Dans un projet de plus de trois ans, porté par Climate Analytics et soutenu par le fonds d'innovation européen HORIZON 2020, une trentaine de climatologues ont ainsi étudié des scénarios de dépassement de +1,5°C, la limite fixée par l'Accord de Paris. Dans ces scénarios, la température globale s'élève de plus de 1,5°C puis redescend sur le long terme à +1,5°C. « Ce type de scénarios implique que les émissions de CO2 d'origine anthropique baissent, en gros elles s'annulent lorsque le pic de température dépassant +1,5°C est atteint puis elles doivent devenir négatives c'est-à-dire que l'on doit enlever du CO2 de l'atmosphère afin de faire baisser la température globale », précise Philippe Ciais, chercheur du LSCE et co-auteur de cette étude qui apporte plusieurs enseignements :
- Le pic temporaire de réchauffement à +1,5°C déclenche des dommages climatiques irréversibles, comme par exemple l'élévation du niveau des mers.
- Le bénéfice climatique produit par des émissions nettes négatives à l'échelle mondiale est avéré : une baisse à long terme des températures pourrait réduire l'élévation du niveau de la mer en 2300 d'environ 40 cm par rapport à une situation où les températures cesseraient simplement d'augmenter.
- La quantité d'émissions négatives nécessaire pour redescendre à +1,5°C est très importante. Or, il n'existe aujourd'hui pas de technologies pouvant enlever massivement du CO2 de l'atmosphère si les objectifs de l'Accord de Paris ne sont pas respectés.

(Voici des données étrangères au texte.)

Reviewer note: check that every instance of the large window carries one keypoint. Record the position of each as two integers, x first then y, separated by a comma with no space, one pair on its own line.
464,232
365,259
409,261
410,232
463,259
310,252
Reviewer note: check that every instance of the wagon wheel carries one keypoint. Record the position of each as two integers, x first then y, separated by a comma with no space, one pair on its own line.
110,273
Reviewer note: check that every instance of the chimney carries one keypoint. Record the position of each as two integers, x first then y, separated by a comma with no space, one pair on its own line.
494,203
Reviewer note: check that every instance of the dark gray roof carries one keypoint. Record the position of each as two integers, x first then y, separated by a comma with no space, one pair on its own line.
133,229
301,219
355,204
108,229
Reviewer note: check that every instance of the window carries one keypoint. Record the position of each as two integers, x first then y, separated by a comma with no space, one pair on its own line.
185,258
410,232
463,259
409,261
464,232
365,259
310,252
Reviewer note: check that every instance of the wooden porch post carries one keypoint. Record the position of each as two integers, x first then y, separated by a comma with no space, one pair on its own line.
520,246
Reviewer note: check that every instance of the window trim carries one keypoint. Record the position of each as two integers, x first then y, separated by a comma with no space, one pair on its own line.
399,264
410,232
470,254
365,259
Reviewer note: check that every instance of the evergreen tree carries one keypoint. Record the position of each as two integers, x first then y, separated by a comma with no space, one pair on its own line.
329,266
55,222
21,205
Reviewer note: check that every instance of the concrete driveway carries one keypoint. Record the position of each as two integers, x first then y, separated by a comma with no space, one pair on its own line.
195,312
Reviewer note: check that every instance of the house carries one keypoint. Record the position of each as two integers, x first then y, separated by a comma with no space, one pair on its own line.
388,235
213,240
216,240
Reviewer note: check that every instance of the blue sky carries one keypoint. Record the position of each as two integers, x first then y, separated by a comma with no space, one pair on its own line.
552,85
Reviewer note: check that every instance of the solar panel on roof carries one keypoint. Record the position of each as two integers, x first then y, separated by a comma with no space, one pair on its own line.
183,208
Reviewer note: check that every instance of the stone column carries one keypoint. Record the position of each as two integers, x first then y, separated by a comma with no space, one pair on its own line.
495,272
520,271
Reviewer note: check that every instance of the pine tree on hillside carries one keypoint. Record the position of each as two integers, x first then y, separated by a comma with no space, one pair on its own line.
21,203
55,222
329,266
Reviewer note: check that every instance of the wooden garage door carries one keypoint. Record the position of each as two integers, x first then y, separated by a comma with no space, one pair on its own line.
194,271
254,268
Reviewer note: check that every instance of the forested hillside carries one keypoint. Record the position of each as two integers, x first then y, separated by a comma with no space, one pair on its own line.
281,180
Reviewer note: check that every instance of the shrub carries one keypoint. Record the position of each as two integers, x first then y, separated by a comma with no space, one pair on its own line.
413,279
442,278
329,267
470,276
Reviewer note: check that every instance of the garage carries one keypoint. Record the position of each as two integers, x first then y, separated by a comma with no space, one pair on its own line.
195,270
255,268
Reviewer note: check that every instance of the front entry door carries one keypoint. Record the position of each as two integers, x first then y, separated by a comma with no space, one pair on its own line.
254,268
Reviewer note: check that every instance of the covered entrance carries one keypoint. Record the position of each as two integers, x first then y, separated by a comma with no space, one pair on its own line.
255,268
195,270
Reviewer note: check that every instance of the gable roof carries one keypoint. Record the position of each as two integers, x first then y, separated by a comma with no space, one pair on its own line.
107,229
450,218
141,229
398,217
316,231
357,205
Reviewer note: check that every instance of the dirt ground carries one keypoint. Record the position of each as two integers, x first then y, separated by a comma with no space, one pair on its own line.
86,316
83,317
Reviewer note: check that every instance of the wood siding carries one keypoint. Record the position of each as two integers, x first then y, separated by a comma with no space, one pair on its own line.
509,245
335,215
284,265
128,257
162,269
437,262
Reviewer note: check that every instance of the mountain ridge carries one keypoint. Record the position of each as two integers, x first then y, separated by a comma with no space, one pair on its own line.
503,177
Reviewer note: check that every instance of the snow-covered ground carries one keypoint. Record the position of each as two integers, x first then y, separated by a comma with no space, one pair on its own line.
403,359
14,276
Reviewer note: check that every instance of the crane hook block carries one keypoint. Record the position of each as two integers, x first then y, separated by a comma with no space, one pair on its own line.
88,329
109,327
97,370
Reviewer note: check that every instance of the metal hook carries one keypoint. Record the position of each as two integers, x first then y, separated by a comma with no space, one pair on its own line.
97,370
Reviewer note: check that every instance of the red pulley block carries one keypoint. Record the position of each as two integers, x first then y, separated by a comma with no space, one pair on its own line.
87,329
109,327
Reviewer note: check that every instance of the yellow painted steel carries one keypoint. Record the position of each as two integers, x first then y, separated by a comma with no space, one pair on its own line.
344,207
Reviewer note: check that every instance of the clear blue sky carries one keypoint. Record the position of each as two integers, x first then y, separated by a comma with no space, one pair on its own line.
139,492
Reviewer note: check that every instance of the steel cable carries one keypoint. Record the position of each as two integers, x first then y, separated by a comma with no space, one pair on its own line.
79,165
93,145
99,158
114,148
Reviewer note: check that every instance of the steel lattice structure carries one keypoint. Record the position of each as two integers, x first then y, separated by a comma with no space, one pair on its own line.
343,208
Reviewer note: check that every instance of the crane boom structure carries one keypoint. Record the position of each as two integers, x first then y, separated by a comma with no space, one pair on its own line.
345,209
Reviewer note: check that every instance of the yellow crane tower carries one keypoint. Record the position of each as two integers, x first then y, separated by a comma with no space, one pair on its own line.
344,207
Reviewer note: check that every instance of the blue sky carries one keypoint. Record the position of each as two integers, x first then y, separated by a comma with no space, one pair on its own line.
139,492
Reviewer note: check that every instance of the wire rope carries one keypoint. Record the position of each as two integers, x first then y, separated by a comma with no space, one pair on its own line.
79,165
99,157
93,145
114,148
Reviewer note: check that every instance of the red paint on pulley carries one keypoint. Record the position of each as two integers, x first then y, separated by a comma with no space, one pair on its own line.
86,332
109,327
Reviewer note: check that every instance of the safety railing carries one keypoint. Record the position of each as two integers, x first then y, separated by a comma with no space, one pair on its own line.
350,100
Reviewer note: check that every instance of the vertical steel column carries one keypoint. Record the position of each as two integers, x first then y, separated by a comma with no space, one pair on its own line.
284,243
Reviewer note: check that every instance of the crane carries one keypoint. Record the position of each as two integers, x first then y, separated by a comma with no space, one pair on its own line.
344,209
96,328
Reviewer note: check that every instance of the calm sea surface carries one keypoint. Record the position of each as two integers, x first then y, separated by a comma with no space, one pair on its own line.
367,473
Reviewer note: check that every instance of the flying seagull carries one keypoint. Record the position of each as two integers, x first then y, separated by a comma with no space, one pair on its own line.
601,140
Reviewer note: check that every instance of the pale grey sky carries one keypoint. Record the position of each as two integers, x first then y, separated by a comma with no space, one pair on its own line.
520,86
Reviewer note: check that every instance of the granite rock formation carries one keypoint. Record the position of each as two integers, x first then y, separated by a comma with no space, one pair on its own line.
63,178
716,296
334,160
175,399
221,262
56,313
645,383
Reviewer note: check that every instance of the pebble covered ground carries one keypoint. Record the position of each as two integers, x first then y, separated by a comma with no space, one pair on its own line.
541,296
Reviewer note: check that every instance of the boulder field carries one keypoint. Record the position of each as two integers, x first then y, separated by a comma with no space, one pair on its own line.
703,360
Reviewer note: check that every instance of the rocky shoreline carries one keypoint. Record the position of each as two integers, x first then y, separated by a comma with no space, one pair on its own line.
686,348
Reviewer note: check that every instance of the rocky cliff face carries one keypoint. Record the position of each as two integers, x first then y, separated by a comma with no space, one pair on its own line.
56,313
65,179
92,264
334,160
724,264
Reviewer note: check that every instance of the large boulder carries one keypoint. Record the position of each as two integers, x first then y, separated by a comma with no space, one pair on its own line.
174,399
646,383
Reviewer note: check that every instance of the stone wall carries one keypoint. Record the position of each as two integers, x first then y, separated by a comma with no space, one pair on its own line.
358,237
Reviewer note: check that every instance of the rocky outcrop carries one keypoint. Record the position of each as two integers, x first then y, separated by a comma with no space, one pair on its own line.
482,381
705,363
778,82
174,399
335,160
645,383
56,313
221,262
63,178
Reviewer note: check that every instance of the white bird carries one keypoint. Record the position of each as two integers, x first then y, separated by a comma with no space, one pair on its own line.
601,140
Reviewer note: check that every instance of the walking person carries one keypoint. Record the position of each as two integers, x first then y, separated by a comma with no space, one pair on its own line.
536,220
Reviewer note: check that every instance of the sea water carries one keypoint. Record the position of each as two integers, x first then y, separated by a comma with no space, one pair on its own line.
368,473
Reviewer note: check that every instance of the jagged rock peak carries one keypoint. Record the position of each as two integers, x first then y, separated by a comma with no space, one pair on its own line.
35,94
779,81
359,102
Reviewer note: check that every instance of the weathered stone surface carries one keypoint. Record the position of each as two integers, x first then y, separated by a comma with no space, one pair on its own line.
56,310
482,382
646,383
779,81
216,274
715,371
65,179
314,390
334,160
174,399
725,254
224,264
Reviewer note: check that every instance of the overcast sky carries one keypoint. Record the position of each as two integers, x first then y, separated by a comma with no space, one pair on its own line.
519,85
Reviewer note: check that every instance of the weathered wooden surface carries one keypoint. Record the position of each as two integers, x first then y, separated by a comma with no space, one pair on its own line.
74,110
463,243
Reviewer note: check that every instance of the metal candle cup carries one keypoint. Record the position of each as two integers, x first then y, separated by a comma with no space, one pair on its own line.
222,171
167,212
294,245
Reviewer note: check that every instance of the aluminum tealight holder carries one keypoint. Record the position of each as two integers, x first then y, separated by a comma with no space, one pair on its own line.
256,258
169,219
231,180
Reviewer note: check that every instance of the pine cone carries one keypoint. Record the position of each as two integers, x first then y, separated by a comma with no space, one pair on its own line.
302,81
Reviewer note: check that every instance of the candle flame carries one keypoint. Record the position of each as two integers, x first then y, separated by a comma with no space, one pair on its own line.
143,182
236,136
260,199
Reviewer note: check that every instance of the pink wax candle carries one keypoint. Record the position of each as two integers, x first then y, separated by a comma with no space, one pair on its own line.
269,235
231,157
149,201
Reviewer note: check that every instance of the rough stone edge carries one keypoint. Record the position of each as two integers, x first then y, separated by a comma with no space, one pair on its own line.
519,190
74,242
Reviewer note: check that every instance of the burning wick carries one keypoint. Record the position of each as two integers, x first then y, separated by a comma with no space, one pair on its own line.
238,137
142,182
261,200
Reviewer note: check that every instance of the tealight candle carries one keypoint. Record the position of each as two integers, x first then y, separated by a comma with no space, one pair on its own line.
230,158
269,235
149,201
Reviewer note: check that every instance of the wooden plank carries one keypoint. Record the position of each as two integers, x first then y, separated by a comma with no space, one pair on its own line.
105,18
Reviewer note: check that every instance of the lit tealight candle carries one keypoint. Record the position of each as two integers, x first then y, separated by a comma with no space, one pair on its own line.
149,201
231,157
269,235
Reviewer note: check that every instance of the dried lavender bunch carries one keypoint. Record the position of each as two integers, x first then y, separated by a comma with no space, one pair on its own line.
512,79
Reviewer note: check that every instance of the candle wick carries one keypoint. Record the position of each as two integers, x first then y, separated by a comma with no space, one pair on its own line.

« Des réductions d'émissions très importantes doivent aller de pair avec des technologies d'élimination massive du dioxyde de carbone à grande échelle et écologiquement viables. Or cela reste très incertain. C'est une capacité de plusieurs centaines de milliards de tonnes d'absorption de carbone qui serait nécessaire, insiste le spécialiste. Plus tôt nous parviendrons à atteindre le zéro émission nette, moins le pic de réchauffement sera élevé et moins les risques d'impacts irréversibles seront importants. »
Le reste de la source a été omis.